Author : Giovanni Bona
Title :Manuductio Ad Coelum Medullam continens Sanctorum Patrum & veterum Philosophorum.
Language : Text in Latin.
Publisher : Coloniae : sumptibus Hermanni Demen, 1683.
Size : 4.5 " X 3 "
Pages : 204 pages
Binding : Very good half calf leather binding (hinges fine, overall slightly worn and scuffed)  under a removable protective mylar cover.
Content : Very good content (bright, tight and clean, rare foxing and staining, staining on lower inner corner of title page and first pages, exlibris of a previous owner on first endpaper).

Estimate: (USD 150 - USD 400)

The book : Rare and nice 17th century of The Guide to Heaven by Giovanni Bona. His "Manuductio ad cælum" (1658) is often compared to Thomas a Kempis's "Imitation of Christ" on account of simplicity of the style in which the solid doctrine is taught. Besides passing through fourteen Latin editions in four decades, it has been translated into Italian, French, German, Armenian and Spanish. Sir Roger L'Estrange produced an English translation ("The Guide to Heaven", 1680), later reprinted as "A Guide to Eternity" (London 1900).

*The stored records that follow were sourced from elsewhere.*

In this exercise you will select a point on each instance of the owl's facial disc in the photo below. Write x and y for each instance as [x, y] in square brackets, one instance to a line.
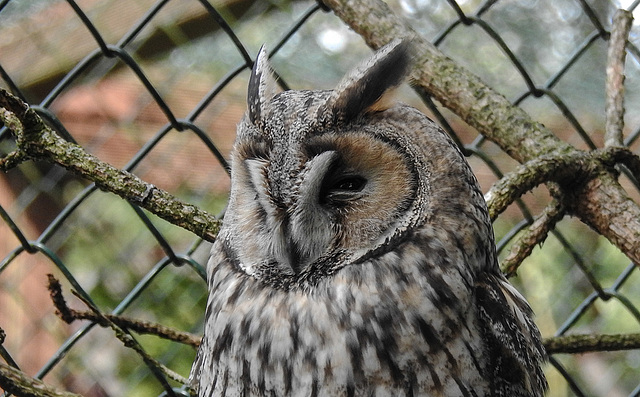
[346, 192]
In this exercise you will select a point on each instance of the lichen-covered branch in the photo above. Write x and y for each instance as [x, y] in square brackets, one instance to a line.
[36, 140]
[535, 234]
[573, 344]
[69, 315]
[614, 106]
[16, 382]
[568, 170]
[158, 370]
[601, 202]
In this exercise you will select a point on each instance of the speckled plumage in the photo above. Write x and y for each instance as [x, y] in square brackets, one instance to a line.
[357, 257]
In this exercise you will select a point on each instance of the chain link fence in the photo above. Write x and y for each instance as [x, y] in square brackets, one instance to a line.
[156, 88]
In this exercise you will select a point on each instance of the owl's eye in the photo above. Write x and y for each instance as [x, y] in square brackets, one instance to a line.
[349, 183]
[342, 189]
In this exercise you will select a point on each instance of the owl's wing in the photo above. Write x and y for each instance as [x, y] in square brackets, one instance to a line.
[513, 342]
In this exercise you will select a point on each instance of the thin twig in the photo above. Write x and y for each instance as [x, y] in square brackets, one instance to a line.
[36, 140]
[158, 370]
[614, 106]
[69, 315]
[573, 344]
[535, 234]
[16, 382]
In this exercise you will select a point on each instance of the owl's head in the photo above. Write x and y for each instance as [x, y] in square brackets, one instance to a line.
[323, 179]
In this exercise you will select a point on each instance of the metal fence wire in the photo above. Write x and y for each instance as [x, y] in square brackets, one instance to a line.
[157, 87]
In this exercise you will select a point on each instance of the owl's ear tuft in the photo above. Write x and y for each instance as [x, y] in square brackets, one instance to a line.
[262, 87]
[360, 90]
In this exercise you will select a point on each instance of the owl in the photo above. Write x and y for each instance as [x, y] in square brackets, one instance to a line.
[357, 257]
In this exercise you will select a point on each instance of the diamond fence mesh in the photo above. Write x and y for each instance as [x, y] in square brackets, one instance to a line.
[156, 88]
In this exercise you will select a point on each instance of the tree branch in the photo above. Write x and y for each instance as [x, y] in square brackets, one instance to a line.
[601, 203]
[573, 344]
[36, 140]
[69, 315]
[535, 234]
[157, 369]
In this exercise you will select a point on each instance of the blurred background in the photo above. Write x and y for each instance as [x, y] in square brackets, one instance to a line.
[157, 88]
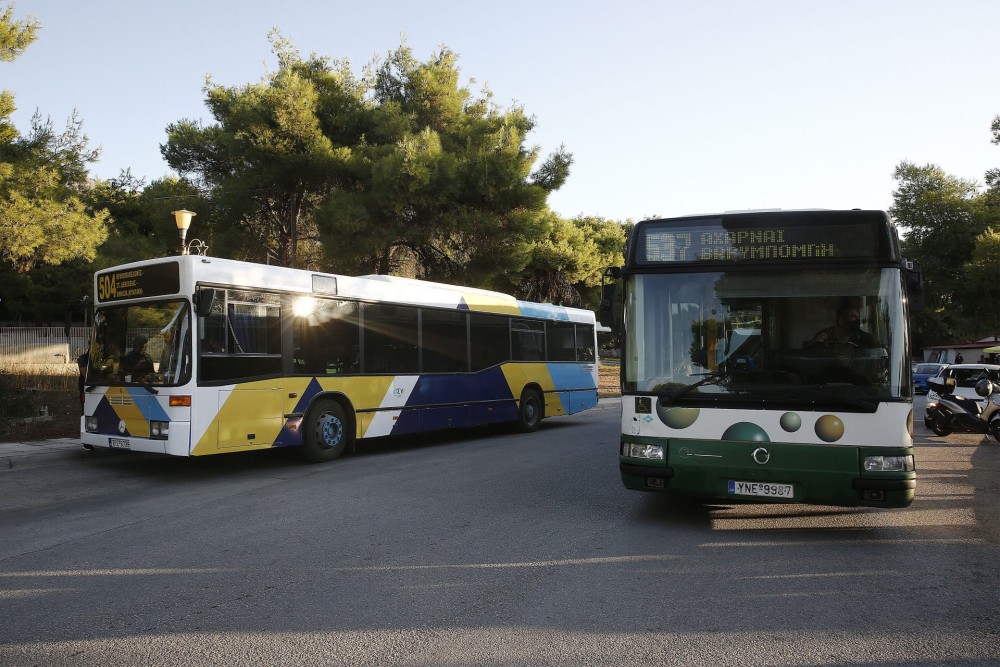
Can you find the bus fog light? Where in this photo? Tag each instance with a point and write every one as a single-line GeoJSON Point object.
{"type": "Point", "coordinates": [637, 451]}
{"type": "Point", "coordinates": [159, 430]}
{"type": "Point", "coordinates": [889, 463]}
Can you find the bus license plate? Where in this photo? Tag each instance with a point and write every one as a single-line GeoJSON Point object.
{"type": "Point", "coordinates": [761, 489]}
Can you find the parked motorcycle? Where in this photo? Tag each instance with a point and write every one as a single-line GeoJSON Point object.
{"type": "Point", "coordinates": [967, 415]}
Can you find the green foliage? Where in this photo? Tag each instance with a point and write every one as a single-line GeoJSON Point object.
{"type": "Point", "coordinates": [141, 222]}
{"type": "Point", "coordinates": [982, 281]}
{"type": "Point", "coordinates": [567, 263]}
{"type": "Point", "coordinates": [422, 177]}
{"type": "Point", "coordinates": [42, 217]}
{"type": "Point", "coordinates": [947, 225]}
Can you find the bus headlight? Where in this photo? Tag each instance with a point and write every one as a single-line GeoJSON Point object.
{"type": "Point", "coordinates": [889, 463]}
{"type": "Point", "coordinates": [637, 451]}
{"type": "Point", "coordinates": [159, 430]}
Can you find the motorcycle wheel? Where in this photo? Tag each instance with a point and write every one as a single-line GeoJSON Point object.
{"type": "Point", "coordinates": [939, 429]}
{"type": "Point", "coordinates": [995, 428]}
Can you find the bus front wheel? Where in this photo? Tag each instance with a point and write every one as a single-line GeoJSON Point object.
{"type": "Point", "coordinates": [328, 432]}
{"type": "Point", "coordinates": [531, 411]}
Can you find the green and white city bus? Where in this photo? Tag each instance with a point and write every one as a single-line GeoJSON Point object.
{"type": "Point", "coordinates": [742, 378]}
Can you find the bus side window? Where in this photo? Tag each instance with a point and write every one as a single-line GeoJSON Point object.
{"type": "Point", "coordinates": [527, 340]}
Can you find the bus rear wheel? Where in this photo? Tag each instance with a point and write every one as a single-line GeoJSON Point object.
{"type": "Point", "coordinates": [327, 432]}
{"type": "Point", "coordinates": [531, 411]}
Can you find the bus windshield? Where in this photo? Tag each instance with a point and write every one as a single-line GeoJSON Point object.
{"type": "Point", "coordinates": [147, 344]}
{"type": "Point", "coordinates": [753, 336]}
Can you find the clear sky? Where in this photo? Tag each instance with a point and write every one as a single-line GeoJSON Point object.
{"type": "Point", "coordinates": [668, 107]}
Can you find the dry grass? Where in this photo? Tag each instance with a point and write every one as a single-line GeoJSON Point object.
{"type": "Point", "coordinates": [33, 390]}
{"type": "Point", "coordinates": [40, 377]}
{"type": "Point", "coordinates": [608, 385]}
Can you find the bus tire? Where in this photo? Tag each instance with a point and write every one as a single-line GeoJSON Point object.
{"type": "Point", "coordinates": [327, 432]}
{"type": "Point", "coordinates": [531, 411]}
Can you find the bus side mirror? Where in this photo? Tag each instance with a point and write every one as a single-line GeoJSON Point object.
{"type": "Point", "coordinates": [914, 279]}
{"type": "Point", "coordinates": [204, 299]}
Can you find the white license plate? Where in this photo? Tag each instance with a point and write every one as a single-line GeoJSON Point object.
{"type": "Point", "coordinates": [760, 489]}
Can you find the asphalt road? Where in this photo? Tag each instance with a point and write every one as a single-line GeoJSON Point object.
{"type": "Point", "coordinates": [485, 548]}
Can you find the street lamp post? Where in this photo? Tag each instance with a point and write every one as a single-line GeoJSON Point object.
{"type": "Point", "coordinates": [183, 220]}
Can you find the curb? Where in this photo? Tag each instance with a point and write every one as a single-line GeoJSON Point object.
{"type": "Point", "coordinates": [14, 455]}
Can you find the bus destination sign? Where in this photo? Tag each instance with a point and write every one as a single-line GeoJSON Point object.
{"type": "Point", "coordinates": [139, 282]}
{"type": "Point", "coordinates": [660, 244]}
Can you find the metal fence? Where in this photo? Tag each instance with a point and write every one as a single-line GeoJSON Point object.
{"type": "Point", "coordinates": [42, 345]}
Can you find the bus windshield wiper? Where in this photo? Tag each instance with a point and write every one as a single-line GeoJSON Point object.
{"type": "Point", "coordinates": [824, 392]}
{"type": "Point", "coordinates": [710, 378]}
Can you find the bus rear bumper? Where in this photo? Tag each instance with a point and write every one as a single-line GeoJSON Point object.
{"type": "Point", "coordinates": [867, 492]}
{"type": "Point", "coordinates": [645, 478]}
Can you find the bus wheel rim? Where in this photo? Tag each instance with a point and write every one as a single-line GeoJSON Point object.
{"type": "Point", "coordinates": [331, 431]}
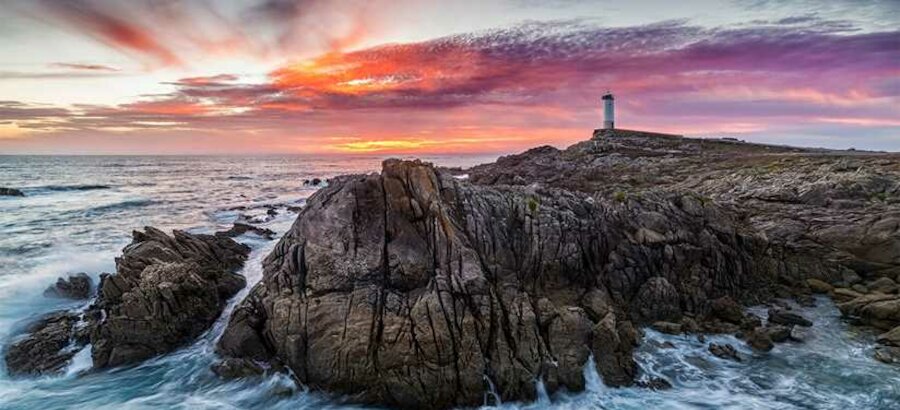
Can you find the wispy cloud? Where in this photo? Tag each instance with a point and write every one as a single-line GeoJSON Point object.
{"type": "Point", "coordinates": [539, 79]}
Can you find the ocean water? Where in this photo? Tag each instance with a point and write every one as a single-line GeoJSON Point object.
{"type": "Point", "coordinates": [79, 212]}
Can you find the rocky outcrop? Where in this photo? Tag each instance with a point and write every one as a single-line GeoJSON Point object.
{"type": "Point", "coordinates": [10, 192]}
{"type": "Point", "coordinates": [78, 286]}
{"type": "Point", "coordinates": [413, 288]}
{"type": "Point", "coordinates": [166, 291]}
{"type": "Point", "coordinates": [46, 349]}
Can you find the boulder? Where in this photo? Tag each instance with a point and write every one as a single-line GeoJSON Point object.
{"type": "Point", "coordinates": [167, 290]}
{"type": "Point", "coordinates": [890, 338]}
{"type": "Point", "coordinates": [819, 286]}
{"type": "Point", "coordinates": [725, 308]}
{"type": "Point", "coordinates": [759, 340]}
{"type": "Point", "coordinates": [878, 310]}
{"type": "Point", "coordinates": [724, 351]}
{"type": "Point", "coordinates": [44, 350]}
{"type": "Point", "coordinates": [409, 287]}
{"type": "Point", "coordinates": [784, 317]}
{"type": "Point", "coordinates": [76, 286]}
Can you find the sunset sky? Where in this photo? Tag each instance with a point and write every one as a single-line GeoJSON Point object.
{"type": "Point", "coordinates": [409, 76]}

The author : Giovanni Bona (1609–1674) was an Italian Cistercian, cardinal, liturgist and devotional author .He was born of an old French family at Mondovì, in Piedmont, northern Italy, on 19 October, according to some 10 October, 1609. His father favoured a military career for him but, after passing some years at a nearby Jesuit college, he entered the Cistercian monastery of the Congregation of the Feuillants at Pinerolo in 1624. There, as also later at Rome, he pursued his studies with exceptional success.He laboured for fifteen years at Turin, then as prior at Asti and as abbot at Mondovi, and in 1651 was called to preside over the whole congregation as superior general. During his seven years of official life in Rome he modestly declined all further honours, refusing the Bishopric of Asti.
He welcomed the expiration of his third term, in the scholar's hope that he would be allowed to enjoy a life of retirement and study, but his intimate friend, Pope Alexander VII, wishing to honour his learning and piety, made him Consultor to the Congregation of the Index and to the Holy Office. In 1669 Clement IX, made him cardinal. There was no change in his extremely simple manner of life, and every year he donated his surplus revenue to the needy priests of the Missionary College at Rome. He died at Rome on 28 October 1674.